Indeed, without the presence of scientific racism to code dark skin as a caste marker, we would have no conception of the "white race." There would be Irish, and Italians, and Slavs, and all the other maligned peoples of Europe, and then Anglo-Saxons. This division was the way it was in the early 20th century. The caste system had yet to embrace Western Europeanness as the marker of the ruling class. It only went so far as English Protestant Europeanness.

But now, we have a starkly divided caste system. So-called racial markers join a host of others that determine where in the structure of power people are meant to fall. These markers include gender (women have less structural power than men, those with fluid or non-normative gender-identities have even less power than women), sexual identity (only a rigorous and narrow interpretation of heterosexuality is permissible, all other types subordinate), ethnic identity (certain ethnic markers, regardless of race, cause subordination: South American heritage, middle eastern heritage, under our new president-elect the old bugbear of Jewish heritage perhaps), religious identity (Islam is a subordinating marker), and so on, and so on.

These are expressions of power. The architects of these systems did not design them because they are white men. They designed them because they were powerful, and they wanted ways to secure their power. In all places, in all times, there is a center. In all places, in all times, this requires them to define a periphery. In this place, we must be alert to the fact that the center is the white male, that all power flows from the definitions that white male politicians and intellectuals have created; be wary, then, of being asked to despise others, of being asked to take certain markers and apply them to sort out the American castes. For we undoubtedly have a caste system more complex than most in history, one that is insidious, vile, and disgusting, that hides behind terms like race and gender.

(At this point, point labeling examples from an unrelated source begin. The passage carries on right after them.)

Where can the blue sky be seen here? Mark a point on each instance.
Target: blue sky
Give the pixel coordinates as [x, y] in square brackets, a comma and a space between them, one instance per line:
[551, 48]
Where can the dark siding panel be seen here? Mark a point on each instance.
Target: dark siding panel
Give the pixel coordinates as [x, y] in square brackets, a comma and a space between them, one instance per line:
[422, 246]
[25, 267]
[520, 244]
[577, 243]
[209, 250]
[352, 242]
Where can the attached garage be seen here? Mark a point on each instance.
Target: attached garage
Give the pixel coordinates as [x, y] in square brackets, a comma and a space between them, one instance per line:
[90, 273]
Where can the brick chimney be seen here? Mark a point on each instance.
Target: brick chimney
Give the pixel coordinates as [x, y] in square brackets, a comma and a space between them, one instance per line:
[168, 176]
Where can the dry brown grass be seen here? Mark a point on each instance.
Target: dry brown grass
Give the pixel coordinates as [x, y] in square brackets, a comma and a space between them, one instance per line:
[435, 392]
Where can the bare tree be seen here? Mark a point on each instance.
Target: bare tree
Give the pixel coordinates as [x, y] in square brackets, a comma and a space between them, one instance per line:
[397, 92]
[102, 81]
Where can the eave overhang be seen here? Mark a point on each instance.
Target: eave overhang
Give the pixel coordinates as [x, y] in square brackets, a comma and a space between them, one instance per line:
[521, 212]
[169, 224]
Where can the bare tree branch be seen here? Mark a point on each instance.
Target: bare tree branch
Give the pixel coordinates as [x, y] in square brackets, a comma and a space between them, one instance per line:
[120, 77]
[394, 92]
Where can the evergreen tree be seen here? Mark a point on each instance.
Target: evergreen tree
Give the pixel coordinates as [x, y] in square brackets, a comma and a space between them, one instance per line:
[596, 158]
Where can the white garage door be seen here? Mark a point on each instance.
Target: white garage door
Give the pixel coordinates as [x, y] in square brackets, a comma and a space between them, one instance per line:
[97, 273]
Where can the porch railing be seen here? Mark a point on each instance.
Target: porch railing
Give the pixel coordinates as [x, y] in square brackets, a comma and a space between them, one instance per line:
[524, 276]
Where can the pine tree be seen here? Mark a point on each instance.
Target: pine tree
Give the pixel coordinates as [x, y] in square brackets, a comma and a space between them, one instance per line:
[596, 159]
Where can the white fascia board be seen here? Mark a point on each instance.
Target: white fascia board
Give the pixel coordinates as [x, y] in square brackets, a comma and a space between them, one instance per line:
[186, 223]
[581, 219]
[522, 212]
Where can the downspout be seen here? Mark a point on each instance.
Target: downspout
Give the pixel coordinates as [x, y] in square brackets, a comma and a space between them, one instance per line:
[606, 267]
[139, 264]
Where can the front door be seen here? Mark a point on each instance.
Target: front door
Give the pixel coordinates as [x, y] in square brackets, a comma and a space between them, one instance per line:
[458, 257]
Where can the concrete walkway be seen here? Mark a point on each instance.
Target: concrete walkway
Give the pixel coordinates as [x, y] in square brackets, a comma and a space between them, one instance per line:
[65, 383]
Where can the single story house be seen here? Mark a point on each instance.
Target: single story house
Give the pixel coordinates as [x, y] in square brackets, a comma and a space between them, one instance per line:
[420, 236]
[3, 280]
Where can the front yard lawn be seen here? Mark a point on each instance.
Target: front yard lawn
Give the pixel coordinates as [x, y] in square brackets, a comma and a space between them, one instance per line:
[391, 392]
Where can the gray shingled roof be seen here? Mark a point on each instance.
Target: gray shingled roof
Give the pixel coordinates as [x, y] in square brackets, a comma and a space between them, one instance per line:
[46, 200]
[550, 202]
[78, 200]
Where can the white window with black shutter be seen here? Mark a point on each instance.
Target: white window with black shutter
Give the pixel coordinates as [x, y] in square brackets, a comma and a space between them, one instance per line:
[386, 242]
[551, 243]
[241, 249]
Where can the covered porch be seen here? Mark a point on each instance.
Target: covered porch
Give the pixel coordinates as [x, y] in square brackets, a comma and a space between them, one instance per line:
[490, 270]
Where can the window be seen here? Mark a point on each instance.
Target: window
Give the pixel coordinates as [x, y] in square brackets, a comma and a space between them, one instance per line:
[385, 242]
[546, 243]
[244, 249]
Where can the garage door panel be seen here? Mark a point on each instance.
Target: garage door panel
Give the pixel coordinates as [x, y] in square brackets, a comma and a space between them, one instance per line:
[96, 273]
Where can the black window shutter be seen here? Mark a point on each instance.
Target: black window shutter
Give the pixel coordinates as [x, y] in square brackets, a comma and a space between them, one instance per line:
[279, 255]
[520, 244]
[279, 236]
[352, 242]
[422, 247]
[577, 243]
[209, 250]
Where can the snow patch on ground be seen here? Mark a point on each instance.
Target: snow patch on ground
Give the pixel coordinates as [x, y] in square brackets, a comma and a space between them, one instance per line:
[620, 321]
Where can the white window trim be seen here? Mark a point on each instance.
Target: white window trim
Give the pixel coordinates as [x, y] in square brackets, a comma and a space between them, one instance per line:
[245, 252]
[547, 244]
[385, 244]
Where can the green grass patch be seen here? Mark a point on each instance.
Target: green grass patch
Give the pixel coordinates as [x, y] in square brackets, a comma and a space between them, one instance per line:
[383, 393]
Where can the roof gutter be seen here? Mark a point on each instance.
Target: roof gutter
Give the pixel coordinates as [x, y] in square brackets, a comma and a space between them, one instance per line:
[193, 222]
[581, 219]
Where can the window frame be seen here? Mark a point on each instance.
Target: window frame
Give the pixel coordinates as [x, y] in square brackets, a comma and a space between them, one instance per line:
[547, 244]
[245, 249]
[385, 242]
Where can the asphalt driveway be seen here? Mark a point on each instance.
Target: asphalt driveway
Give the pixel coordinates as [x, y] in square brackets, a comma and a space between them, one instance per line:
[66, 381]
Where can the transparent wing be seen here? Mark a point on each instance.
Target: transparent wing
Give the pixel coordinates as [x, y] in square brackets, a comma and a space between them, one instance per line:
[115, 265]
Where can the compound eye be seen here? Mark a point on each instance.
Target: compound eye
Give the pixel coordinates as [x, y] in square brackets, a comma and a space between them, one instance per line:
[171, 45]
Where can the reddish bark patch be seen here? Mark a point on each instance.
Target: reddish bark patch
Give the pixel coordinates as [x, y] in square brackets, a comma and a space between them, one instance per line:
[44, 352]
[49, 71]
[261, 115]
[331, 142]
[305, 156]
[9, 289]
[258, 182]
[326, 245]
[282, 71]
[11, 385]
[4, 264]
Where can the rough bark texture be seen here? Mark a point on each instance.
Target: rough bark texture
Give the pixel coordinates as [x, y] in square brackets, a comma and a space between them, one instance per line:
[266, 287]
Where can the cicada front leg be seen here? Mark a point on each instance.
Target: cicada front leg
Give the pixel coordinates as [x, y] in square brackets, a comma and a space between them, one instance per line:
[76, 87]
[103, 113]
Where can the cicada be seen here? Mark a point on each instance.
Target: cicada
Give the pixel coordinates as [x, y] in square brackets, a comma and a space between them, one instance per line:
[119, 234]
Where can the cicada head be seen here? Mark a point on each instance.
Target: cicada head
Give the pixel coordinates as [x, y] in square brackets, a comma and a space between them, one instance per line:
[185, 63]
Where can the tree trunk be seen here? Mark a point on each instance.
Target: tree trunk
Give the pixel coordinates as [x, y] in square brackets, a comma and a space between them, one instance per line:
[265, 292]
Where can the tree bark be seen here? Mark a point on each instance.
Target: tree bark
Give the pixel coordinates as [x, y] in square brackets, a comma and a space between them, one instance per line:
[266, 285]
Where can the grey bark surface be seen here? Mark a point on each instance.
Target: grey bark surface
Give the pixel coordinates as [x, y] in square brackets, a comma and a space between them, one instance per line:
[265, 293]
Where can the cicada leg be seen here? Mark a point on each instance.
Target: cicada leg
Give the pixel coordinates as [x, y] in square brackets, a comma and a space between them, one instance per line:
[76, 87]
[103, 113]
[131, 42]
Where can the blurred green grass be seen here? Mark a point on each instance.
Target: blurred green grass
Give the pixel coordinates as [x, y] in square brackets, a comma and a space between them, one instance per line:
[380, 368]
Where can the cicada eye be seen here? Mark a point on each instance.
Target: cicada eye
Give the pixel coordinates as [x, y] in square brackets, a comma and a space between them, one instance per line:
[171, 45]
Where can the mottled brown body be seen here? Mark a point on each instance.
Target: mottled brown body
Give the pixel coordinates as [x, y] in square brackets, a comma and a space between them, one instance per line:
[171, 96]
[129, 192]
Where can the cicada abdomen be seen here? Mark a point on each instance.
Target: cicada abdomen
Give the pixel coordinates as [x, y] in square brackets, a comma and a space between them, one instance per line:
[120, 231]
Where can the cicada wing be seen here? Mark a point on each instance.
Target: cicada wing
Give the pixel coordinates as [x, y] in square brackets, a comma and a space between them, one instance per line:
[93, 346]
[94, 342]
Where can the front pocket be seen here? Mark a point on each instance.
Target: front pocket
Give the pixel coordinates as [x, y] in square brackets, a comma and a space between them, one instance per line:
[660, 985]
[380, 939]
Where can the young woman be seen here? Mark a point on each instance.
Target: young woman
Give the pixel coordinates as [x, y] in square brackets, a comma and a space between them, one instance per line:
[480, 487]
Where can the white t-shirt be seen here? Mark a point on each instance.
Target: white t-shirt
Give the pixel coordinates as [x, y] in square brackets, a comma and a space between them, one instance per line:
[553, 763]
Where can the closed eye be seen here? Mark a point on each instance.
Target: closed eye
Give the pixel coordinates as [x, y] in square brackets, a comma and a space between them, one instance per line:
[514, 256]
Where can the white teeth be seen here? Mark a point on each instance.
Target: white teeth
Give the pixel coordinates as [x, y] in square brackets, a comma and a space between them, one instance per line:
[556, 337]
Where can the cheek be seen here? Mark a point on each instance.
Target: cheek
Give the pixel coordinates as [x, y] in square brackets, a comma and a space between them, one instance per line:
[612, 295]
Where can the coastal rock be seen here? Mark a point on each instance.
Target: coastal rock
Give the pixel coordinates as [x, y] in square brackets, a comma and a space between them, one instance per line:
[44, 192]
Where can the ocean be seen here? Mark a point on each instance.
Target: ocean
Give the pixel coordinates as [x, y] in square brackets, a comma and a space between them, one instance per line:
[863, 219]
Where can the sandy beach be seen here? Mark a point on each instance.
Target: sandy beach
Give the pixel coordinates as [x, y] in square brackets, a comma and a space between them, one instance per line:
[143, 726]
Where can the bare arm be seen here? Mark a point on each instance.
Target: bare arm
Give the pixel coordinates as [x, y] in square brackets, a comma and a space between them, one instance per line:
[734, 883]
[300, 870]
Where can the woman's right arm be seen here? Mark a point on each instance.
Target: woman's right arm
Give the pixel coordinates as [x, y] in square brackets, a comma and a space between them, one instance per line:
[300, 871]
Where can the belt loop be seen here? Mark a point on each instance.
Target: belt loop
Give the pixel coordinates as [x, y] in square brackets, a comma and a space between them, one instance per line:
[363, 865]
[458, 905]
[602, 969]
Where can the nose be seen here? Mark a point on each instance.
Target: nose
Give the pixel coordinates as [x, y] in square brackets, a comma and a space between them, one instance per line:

In this time, in this place, as in many times and places in the past, white men hold most of that power. Whiteness has no meaning in and of itself, but because it is used as a marker for the dominant caste, we must always be wary of whiteness expressing its self-interest. Its interest is in subordination and disenfranchisement.

Do not forget that it can be resisted.

Do not forget that this is the work of individuals. Individual people must perpetuate this system. Individual people are to blame.

They should be held accountable for their actions.